Saio and his colleagues use computer simulations to watch stars evolve from birth to old age, then they calculate the pulsations they ought to see at each stage. They find that all four pulsations — from the 2,200-day cycle through the 185-day cycle — can be explained by a “breathing” star in the late stages of carbon-burning. “After carbon is exhausted in the core, a core-collapse leading to a supernova explosion is expected in a few tens years,” the researchers write.
But when will the carbon run out? It’s hard to tell because the pulsation periods don’t change much at this late stage. “It’s not possible to exactly estimate how much carbon is left in the core at present,” Saio says. “We just guess the time to the carbon exhaustion is probably less than a few hundred years.”

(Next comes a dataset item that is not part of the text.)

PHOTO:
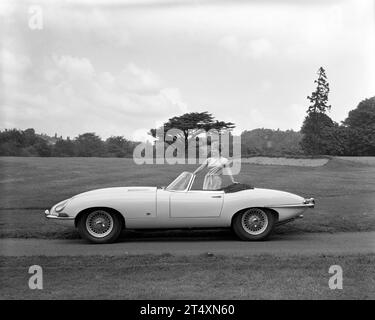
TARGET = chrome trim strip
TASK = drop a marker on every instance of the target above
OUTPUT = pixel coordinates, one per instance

So, to put some headlines in perspective, Saio’s group isn’t saying Betelgeuse will blow tomorrow or even in the next decade. The researchers’ claim is that Betelgeuse would blow within 1,000 years rather than 10,000 or 100,000.
Notes of Caution
Other researchers are expressing qualms about the new calculations. Morgan MacLeod (Center for Astrophysics, Harvard & Smithsonian), a theorist who studies pulsating stars, says the new results don’t mesh with other observations of the star. The problem with taking the 2,200-day cycle to be part of Betelgeuse’s “breathing” is that it makes the supergiant too giant.

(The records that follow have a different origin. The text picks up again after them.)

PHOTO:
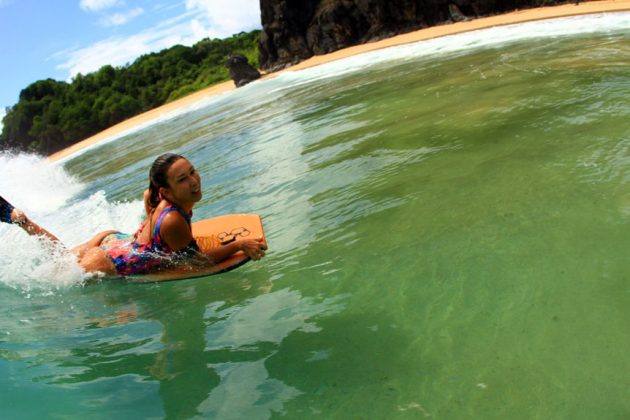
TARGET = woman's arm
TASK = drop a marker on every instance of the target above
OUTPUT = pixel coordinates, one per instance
(177, 234)
(147, 206)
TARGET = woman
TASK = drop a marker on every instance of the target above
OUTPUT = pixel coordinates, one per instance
(164, 239)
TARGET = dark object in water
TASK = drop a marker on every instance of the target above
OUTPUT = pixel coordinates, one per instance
(5, 211)
(457, 14)
(241, 71)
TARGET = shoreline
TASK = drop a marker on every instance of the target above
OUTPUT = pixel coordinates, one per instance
(519, 16)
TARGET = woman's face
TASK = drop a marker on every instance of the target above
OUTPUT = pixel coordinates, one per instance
(184, 183)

Betelgeuse is so big and so nearby that we can compare the size estimate from Saio’s team to actual interferometric measurements of its diameter. Saio’s team quotes several of these measurements, each of which finds a larger size between 1,000 and 1,500 times the Sun’s girth.
However, these are all taken at infrared wavelengths. Stars aren’t solid objects, and different wavelengths penetrate to different depths. Visible-light observations, which penetrate to the visible surface (or photosphere), give a smaller size. “The sizes mentioned in the paper (55 milli-arcseconds) are measured at several microns,” MacLeod says, “and are larger than the optical photosphere size of about 42 milli-arcseconds.” László Molnár and colleagues detail this contradiction further in the Research Notes of the AAS.

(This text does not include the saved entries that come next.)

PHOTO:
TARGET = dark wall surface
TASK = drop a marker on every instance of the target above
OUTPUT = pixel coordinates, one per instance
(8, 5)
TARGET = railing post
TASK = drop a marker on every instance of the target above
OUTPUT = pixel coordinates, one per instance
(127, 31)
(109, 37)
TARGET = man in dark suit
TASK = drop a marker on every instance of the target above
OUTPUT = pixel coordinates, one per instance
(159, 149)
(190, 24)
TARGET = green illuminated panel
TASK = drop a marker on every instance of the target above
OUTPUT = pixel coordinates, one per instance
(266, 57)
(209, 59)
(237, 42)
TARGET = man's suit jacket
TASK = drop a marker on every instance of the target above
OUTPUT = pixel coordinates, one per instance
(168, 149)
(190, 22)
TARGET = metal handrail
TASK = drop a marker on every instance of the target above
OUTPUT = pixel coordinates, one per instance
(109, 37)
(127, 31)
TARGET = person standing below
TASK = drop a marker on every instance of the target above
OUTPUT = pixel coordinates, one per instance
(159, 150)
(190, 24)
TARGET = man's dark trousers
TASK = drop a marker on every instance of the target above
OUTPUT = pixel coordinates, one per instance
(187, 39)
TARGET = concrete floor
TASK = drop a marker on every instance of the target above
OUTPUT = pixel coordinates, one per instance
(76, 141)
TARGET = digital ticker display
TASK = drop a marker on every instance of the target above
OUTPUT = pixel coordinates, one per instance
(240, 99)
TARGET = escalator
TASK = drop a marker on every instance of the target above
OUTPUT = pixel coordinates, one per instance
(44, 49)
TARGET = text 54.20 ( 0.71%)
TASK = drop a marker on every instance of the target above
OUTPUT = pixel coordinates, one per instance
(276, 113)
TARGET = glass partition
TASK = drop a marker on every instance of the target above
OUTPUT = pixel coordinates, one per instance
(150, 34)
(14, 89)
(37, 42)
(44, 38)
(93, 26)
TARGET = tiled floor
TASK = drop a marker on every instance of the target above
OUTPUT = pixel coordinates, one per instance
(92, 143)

The 2,200-day pulsation, if radial, creates other problems, too. Spectroscopic measurements show that the star’s surface expands and contracts at some 1.5 kilometers per second (3,300 mph). If the star is “breathing” at this rate over the span of 2,200 days, its total diameter would be changing by 180 times the Sun’s size every cycle. Even for astronomers, that’s a lot.
What’s more, the 2,200-day pulsation would also affect the pulsation of the overtones. So, for example, the 400-day cycle wouldn’t always be 400 days. When the star puffs out to its full size, this overtone would lengthen; likewise, when the star shrinks, it would shorten. “These changes would be expected to repeat systematically every 2,200-day cycle,” MacLeod says, “and I don't think we see evidence for that in Betelegeuse's long-term light curve, which varies more randomly around the 400-day typical cycle.”
“I think the interpretation presented by Saio and colleagues isn't at all ruled out,” he adds. “But there are some potential questions that it raises, that, at face value, seem in tension with what the data indicate.”